公开资料显示,这家成立于1990年,总部位于乌鲁木齐的老牌企业,曾大手笔收购美国Schnadig等多家国际品牌,一度是国内高端家具的代名词。然而,自2022年起,在疫情、贸易战及楼市崩盘的轮番重击下,这家上市公司业绩快速下滑,连续三年累计亏损超过16亿元人民币,经营状况持续恶化。

自2024年起,美克家居便开始出现拖欠工资的情况。进入2025年后,欠薪问题越加严重,员工被拖欠工资时间长达5至8个月。2025年下半年,美克位于江西赣州和天津的生产基地,均曾发生了较大规模的员工讨薪事件。

工人们没想到的是,进入2026年,他们等来的不是工资,而是美克宣布关闭工厂并拒绝赔偿。据员工透露,公司更是在近日开出及其无理的条件:要么按“一线员工只发欠薪的80%,二线员工发60%”的标准签字走人,要么到1月15号被公司赶走,因为公司将在1月15日收回宿舍。

目前,工人的维权行动仍在继续。参考此前广东深圳易力声、东莞长荣玩具等工厂的维权案例,中资企业已普遍开启了“裁员不赔偿”的“老赖”模式,而当局出于利益和维稳考量,往往会在双方的博弈中偏向资方,打压工人。由此可见,工人的维权之路将会异常艰难。

Markor Home Furnishings Refuses Compensation Upon Factory Closure; Days of Protests by Thousands of Employees Yield No Results (January 6, 2026)

On January 6, following the announcement by the renowned Chinese furniture brand Markor Home Furnishings (Markor) that it would close its Tianjin base, a protest launched by over a thousand desperate workers entered its sixth day. According to workers, Markor not only has no intention of paying previously owed wages but is also attempting to “renege” on statutory severance compensation.

Public records show that this veteran enterprise, established in 1990 and headquartered in Urumqi, once spent heavily to acquire multiple international brands, including the American company Schnadig. It was once synonymous with high-end domestic furniture. However, since 2022, under the successive blows of the pandemic, the trade war, and the collapse of the real estate market, this listed company’s performance has declined rapidly. It has accumulated losses exceeding 1.6 billion RMB over three consecutive years, with its operating conditions continuing to deteriorate.

Starting in 2024, Markor Home Furnishings began to delay wage payments. Entering 2025, the issue of wage arrears worsened, with employees being owed wages for as long as five to eight months. In the second half of 2025, Markor’s production bases in Ganzhou, Jiangxi, and Tianjin both experienced large-scale protests by employees demanding their unpaid wages.

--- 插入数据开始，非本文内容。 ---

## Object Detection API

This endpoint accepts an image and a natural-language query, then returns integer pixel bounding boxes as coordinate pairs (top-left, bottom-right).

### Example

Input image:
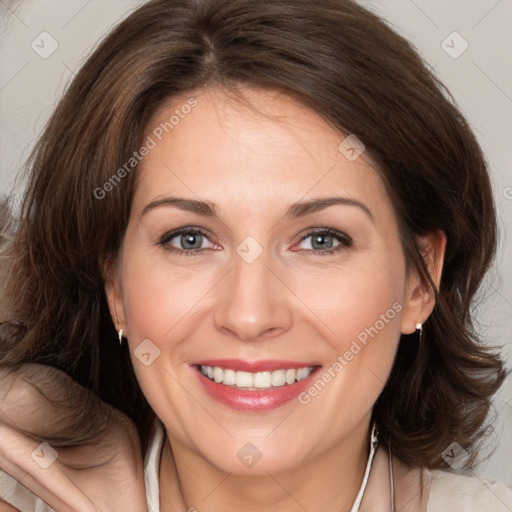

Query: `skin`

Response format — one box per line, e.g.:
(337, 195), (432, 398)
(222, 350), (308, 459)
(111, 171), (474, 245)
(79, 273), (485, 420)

(106, 86), (446, 512)
(0, 364), (146, 512)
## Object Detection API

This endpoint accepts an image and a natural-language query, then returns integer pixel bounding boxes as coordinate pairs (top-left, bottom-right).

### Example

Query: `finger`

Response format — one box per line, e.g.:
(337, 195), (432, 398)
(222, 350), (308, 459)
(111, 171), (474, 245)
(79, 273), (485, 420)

(0, 500), (20, 512)
(0, 422), (100, 512)
(0, 364), (112, 448)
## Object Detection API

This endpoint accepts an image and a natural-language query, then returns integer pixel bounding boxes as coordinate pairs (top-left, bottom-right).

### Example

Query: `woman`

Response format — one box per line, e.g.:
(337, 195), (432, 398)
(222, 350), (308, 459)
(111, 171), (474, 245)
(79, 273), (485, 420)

(0, 0), (511, 510)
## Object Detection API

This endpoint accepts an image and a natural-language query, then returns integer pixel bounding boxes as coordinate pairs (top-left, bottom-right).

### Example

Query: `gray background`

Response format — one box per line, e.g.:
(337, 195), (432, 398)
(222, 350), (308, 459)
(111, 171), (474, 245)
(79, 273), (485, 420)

(1, 0), (511, 486)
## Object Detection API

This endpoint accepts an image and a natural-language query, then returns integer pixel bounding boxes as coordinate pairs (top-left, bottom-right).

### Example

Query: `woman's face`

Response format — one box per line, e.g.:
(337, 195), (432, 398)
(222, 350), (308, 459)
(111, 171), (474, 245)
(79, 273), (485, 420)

(107, 86), (440, 474)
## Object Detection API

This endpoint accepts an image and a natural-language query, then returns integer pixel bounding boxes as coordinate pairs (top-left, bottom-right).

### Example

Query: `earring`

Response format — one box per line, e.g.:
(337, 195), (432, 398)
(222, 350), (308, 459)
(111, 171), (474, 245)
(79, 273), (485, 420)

(415, 322), (423, 353)
(118, 328), (124, 346)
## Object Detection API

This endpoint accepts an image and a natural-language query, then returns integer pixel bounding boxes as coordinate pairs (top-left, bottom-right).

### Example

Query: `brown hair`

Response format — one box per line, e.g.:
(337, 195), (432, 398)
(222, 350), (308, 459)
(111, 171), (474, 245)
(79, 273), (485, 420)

(0, 0), (507, 467)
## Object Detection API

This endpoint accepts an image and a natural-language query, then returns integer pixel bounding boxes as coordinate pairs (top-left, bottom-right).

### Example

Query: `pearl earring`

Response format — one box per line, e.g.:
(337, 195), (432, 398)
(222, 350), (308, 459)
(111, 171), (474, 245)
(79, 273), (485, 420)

(415, 322), (423, 333)
(118, 329), (124, 346)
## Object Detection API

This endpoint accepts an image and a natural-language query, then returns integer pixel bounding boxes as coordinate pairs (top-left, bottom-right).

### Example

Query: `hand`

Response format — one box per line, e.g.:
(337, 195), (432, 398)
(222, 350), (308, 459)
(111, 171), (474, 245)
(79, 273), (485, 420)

(0, 363), (148, 512)
(0, 500), (19, 511)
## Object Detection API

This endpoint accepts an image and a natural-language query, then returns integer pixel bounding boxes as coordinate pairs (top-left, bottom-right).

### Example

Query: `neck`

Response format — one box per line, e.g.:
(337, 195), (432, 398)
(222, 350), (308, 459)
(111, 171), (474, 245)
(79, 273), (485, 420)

(159, 418), (371, 512)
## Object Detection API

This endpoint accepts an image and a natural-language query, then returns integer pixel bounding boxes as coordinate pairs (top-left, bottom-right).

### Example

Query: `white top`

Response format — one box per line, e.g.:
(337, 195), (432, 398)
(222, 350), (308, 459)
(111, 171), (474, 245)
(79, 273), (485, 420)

(2, 420), (512, 511)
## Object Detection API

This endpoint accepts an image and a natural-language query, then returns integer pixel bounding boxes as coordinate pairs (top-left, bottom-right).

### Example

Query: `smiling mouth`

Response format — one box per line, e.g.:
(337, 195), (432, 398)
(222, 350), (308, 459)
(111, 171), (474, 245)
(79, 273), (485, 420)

(197, 364), (318, 390)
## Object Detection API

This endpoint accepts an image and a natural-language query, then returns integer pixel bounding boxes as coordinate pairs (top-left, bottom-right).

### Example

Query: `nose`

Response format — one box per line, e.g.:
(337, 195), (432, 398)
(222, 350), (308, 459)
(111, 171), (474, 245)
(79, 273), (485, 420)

(213, 247), (293, 343)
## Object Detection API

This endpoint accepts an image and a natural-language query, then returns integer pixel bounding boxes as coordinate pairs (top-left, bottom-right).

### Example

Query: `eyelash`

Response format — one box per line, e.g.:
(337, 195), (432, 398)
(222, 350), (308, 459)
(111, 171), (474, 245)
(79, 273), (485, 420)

(159, 227), (353, 257)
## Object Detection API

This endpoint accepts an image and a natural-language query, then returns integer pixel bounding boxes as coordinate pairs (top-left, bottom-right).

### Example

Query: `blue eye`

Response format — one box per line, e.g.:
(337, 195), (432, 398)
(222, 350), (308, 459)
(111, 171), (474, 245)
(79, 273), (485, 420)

(160, 227), (216, 256)
(296, 228), (352, 255)
(159, 227), (352, 256)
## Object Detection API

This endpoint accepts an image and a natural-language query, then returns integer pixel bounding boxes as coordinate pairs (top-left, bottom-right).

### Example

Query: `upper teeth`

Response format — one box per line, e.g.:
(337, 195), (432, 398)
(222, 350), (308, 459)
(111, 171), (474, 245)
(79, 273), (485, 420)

(200, 365), (315, 388)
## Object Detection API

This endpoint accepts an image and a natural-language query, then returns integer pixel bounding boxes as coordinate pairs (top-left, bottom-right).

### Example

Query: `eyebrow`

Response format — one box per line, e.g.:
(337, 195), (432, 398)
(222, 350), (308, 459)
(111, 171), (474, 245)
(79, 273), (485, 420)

(140, 196), (374, 223)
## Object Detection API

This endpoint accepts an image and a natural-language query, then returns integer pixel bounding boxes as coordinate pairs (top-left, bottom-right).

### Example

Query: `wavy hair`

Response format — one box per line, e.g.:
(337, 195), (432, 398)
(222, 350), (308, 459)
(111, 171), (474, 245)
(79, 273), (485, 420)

(0, 0), (507, 465)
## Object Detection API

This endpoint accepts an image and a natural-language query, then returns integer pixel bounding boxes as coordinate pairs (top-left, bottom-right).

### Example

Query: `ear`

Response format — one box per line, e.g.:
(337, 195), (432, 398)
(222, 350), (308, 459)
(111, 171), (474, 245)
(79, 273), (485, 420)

(400, 229), (447, 335)
(103, 255), (126, 335)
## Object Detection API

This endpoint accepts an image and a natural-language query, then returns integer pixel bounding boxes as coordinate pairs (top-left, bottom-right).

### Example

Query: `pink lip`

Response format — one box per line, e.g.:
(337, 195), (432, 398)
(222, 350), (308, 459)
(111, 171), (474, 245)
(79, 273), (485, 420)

(190, 360), (322, 411)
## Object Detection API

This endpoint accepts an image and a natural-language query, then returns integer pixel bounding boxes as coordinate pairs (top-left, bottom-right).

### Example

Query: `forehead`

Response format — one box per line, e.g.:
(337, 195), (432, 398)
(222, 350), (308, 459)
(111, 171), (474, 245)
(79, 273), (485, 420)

(134, 86), (392, 222)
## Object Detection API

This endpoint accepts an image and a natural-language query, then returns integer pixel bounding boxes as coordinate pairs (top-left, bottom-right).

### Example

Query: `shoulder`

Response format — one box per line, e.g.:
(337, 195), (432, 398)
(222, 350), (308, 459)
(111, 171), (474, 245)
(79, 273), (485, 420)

(427, 469), (512, 511)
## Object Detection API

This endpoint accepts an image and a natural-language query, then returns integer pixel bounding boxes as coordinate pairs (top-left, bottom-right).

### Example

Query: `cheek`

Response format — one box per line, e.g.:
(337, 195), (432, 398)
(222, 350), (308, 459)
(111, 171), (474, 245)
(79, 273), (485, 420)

(291, 251), (406, 350)
(120, 246), (219, 346)
(294, 260), (405, 424)
(121, 239), (407, 352)
(290, 251), (406, 420)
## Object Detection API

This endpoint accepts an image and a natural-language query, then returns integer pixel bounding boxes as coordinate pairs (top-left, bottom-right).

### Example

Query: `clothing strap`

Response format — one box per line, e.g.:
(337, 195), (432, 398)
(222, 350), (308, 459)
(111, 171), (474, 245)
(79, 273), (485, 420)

(349, 422), (380, 512)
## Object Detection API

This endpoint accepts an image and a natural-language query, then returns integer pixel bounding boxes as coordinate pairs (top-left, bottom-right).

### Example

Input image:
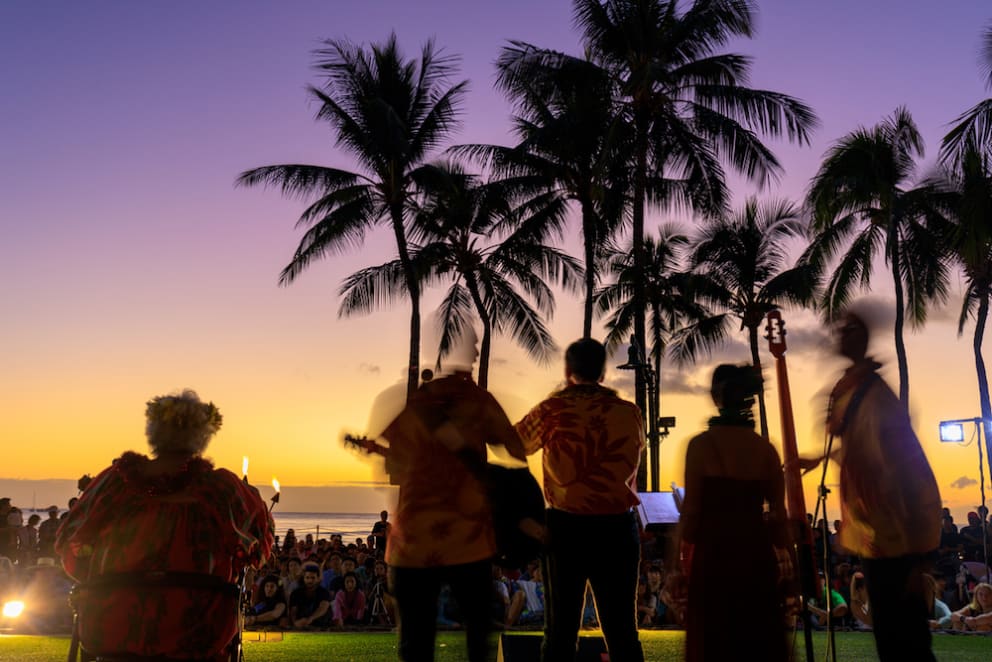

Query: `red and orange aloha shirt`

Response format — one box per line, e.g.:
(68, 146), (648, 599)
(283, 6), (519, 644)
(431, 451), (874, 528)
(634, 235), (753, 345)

(516, 383), (644, 515)
(381, 372), (524, 568)
(56, 453), (273, 660)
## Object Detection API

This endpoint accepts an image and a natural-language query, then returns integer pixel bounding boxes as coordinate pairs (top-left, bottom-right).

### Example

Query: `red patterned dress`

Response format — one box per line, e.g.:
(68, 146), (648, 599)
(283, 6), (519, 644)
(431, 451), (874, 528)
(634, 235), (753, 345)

(56, 452), (273, 660)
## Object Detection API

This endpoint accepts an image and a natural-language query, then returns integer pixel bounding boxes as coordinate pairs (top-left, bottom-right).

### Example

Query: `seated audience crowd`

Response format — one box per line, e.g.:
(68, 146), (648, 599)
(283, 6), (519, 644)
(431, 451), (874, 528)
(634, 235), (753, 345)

(2, 493), (990, 635)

What the workers did not expect was that upon entering 2026, what awaited them was not their wages, but Markor’s announcement that it was closing the factory and refusing compensation. According to employees, the company recently proposed extremely unreasonable conditions: employees must either sign an agreement to leave based on a standard of “frontline workers receiving only 80% of arrears, and support staff receiving 60%,” or face eviction on January 15, as the company plans to reclaim the dormitories on that date.

Currently, the workers’ rights defense actions are continuing. Referencing previous rights defense cases such as Yilisheng in Shenzhen, Guangdong, and Changrong Toys in Dongguan, Chinese-funded enterprises have universally adopted a “deadbeat” mode of “layoffs without compensation.” Meanwhile, authorities, motivated by interests and “stability maintenance” considerations, often side with capital in these disputes and suppress the workers. Consequently, it is evident that the workers’ path to defending their rights will be exceptionally difficult.